Se atrevió a mirar al Sandalphon a los ojos mientras decía eso, aunque no sabía de dónde le venía el coraje. ¡Mentir tan descaradamente, él que vivía en la irrealidad, mentir en presencia del grande y puro Sandalphon!
—Sin embargo —prosiguió Hal—, no sabía que el hecho de afeitarme tuviese algo que ver con mi pureza. Ni en el Talmud de Occidente ni en los libros del Precursor se habla de la realidad o irrealidad de la barba.
—¡Me vas a decir a mí lo que hay en las escrituras! —gritó Macneff.
—No, claro que no. Pero lo que dije es cierto, ¿no?
Macneff empezó a caminar otra vez.
—Debemos ser puros, debemos ser puros —dijo—. Y hasta la más leve insinuación de seudofuturo, la menor desviación de la realidad, nos puede manchar. Es cierto: Sigmen nunca dijo nada acerca de esto. Pero se acepta desde hace tiempo que sólo los puros son dignos de emular al Precursor usando barba.
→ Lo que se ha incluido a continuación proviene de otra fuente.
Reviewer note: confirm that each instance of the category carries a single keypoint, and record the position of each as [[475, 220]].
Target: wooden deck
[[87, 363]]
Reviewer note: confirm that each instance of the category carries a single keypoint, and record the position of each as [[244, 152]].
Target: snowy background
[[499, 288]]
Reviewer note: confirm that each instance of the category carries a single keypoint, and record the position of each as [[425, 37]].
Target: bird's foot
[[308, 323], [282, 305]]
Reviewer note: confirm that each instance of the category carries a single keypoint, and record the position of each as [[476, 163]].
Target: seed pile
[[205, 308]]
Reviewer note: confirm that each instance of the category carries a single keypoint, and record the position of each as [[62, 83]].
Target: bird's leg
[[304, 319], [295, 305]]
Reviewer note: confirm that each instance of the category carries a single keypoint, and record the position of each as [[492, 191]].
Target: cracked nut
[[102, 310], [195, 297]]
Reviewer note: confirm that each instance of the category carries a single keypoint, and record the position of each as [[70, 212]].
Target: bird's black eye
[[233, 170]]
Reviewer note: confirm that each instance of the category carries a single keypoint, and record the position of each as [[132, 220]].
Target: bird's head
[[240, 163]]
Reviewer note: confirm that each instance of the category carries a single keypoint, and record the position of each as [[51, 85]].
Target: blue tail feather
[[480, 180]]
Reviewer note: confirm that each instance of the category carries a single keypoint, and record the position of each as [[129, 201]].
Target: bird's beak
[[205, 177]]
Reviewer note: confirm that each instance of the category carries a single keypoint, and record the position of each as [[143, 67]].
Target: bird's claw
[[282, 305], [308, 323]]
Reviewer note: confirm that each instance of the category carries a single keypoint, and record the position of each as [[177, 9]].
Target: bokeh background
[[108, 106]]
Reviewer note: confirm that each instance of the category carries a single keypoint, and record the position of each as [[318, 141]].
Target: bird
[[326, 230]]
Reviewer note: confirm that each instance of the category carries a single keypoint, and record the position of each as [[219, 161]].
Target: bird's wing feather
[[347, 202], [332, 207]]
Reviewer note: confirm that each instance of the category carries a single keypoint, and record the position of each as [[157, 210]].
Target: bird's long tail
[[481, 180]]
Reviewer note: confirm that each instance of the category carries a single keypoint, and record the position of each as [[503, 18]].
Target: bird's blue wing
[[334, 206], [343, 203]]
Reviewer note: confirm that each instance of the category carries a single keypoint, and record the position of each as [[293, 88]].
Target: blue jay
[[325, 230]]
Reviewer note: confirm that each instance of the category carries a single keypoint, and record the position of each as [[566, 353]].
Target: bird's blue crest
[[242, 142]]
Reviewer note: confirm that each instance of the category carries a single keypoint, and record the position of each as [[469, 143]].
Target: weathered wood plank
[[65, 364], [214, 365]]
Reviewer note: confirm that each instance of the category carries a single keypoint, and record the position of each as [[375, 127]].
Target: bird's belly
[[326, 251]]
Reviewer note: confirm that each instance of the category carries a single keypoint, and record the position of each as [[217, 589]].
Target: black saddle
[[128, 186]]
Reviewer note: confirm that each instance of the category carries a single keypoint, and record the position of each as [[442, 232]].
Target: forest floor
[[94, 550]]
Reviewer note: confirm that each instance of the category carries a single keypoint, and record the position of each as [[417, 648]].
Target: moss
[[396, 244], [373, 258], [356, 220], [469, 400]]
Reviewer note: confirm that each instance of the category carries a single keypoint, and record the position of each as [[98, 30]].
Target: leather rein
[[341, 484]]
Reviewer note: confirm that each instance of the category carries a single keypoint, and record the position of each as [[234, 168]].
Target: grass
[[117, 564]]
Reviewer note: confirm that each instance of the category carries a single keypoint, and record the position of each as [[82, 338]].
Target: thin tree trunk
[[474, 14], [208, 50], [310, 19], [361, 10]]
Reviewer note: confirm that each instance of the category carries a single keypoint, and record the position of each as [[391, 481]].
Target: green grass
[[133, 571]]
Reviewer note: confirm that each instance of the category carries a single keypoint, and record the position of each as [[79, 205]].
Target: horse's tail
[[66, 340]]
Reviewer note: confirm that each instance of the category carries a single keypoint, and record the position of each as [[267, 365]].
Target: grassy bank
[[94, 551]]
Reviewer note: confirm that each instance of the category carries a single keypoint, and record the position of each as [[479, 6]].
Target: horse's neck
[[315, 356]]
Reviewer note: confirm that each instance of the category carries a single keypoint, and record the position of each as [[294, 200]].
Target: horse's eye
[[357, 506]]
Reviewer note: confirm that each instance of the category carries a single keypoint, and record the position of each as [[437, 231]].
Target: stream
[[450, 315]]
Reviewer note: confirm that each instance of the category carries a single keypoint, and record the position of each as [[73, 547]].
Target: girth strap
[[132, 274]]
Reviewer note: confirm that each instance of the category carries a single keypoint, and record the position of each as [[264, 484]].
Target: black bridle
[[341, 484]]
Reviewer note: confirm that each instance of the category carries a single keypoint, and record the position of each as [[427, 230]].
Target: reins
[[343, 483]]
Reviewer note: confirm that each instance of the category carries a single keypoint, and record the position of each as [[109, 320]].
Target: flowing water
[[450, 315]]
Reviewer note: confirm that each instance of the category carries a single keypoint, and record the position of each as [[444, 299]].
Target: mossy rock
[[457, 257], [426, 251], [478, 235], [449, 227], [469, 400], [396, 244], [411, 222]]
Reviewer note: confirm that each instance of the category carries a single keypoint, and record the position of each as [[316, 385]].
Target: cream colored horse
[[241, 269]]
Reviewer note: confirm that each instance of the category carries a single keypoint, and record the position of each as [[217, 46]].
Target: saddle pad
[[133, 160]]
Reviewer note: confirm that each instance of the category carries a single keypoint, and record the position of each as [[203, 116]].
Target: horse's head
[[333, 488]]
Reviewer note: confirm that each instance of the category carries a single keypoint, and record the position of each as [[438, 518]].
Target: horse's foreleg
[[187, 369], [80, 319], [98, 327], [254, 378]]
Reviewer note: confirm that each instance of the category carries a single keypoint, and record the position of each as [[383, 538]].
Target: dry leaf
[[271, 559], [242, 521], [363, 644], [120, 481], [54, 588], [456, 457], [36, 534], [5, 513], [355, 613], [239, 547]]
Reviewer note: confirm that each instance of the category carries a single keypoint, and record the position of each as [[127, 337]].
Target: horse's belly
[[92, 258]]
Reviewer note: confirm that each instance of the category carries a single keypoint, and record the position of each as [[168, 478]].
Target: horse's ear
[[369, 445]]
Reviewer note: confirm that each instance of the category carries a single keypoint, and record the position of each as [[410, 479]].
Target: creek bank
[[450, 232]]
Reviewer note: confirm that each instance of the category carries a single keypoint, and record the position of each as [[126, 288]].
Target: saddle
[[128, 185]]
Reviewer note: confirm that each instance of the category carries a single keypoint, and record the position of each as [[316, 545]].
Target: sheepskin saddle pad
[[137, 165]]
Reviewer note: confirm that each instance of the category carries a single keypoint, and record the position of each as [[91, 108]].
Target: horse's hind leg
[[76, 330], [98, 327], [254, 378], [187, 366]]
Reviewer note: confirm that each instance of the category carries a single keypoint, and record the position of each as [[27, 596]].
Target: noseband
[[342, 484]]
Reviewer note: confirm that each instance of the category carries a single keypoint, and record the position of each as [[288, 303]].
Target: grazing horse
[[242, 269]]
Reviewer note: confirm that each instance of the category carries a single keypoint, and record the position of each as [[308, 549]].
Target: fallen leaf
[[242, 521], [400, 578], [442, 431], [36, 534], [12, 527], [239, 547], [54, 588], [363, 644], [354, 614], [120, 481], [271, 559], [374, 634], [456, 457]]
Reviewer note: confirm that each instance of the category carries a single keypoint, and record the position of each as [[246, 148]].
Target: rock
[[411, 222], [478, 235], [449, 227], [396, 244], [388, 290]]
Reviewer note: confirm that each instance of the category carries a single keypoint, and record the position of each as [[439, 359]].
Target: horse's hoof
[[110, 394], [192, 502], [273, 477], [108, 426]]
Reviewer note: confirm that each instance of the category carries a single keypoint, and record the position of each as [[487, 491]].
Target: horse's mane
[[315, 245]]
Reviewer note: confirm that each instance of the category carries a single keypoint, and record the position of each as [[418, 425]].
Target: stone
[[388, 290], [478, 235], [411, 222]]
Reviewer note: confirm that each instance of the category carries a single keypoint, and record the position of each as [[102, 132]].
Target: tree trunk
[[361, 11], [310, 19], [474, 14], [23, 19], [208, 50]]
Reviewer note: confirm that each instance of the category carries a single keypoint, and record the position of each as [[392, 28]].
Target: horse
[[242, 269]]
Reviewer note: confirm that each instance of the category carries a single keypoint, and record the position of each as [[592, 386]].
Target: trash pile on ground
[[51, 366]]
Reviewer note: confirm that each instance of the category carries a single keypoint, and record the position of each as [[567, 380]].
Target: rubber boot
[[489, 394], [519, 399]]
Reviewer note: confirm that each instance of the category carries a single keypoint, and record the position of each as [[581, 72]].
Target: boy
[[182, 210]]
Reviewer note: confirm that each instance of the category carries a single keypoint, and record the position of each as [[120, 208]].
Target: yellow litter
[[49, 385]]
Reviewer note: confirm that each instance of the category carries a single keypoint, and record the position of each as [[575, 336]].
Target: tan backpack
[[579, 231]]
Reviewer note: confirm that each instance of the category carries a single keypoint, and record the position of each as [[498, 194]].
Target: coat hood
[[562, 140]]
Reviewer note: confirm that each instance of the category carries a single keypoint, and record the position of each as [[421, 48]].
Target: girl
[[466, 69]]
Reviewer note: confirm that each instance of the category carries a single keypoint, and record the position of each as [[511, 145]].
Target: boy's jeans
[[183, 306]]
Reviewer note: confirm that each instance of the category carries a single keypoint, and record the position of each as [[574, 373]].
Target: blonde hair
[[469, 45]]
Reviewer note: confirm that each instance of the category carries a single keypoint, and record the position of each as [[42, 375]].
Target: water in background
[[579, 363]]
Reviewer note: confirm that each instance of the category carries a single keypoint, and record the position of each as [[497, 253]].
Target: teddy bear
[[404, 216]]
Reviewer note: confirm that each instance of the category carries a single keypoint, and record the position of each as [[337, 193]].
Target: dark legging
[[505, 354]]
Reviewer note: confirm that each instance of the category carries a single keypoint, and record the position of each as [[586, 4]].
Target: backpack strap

Por lo tanto, para ser puros tenemos que parecer puros.
—Estoy totalmente de acuerdo con usted —dijo Hal.
Comenzaba a sentir coraje, y firmeza. De pronto se le ocurrió que estaba tan asustado porque reaccionaba con Macneff igual que con Pornsen. Pero Pornsen estaba muerto, vencido, sus cenizas arrojadas al viento. El propio Hal las había esparcido en la ceremonia.
—En circunstancias normales me habría dejado crecer la barba —dijo—. Pero en este momento vivo entre los wogs para llevar a cabo un espionaje más efectivo, mientras realizo investigaciones. Y he descubierto que los wogs consideran la barba como una abominación; como usted sabe, ellos no tienen barba. No entienden por qué nosotros nos la dejamos crecer teniendo medios para eliminarla. Y se sienten incómodos y disgustados en presencia de un hombre barbudo. No puedo ganarme la confianza de ellos si uso barba. No obstante, pienso dejármela crecer desde el momento en que iniciemos el plan.
—Hmm —dijo Macneff, acariciándose la barba—. Quizá tengas algo de razón. Después de todo, no vivimos en circunstancias normales. Pero ¿por qué no me lo dijiste?
—Usted está tan ocupado, desde la mañana hasta la hora de acostarse, que no quise molestarle —dijo Hal.
Se preguntó si Macneff estaría dispuesto a tomarse el tiempo y el trabajo de investigar la verdad de esas palabras. Porque los wogs nunca le habían dicho nada a Hal acerca de la barba. Se le había ocurrido esa excusa al recordar algo que había leído acerca de las reacciones iniciales de los indios americanos al ver hombres blancos barbudos.
Macneff, después de unas pocas palabras más sobre la importancia de la pureza, dio por terminada la entrevista.
Y Hal, temblando por el efecto del sermón, volvió a casa. Allí se tomó unos tragos para calmarse, luego unos pocos más para desinhibirse delante de Jeannette durante la cena. Había descubierto que si bebía lo suficiente, podía vencer la repugnancia que sentía al ver la comida entrando en la boca desnuda de Jeannette.
En un sentido, ese remedio tenía sus inconvenientes, porque le impedía a Hal realizar trabajos lingüísticos constructivos, y sus informes comenzaron a retrasarse. Pero, por otro lado, él y Jeannette pasaban siempre un buen momento.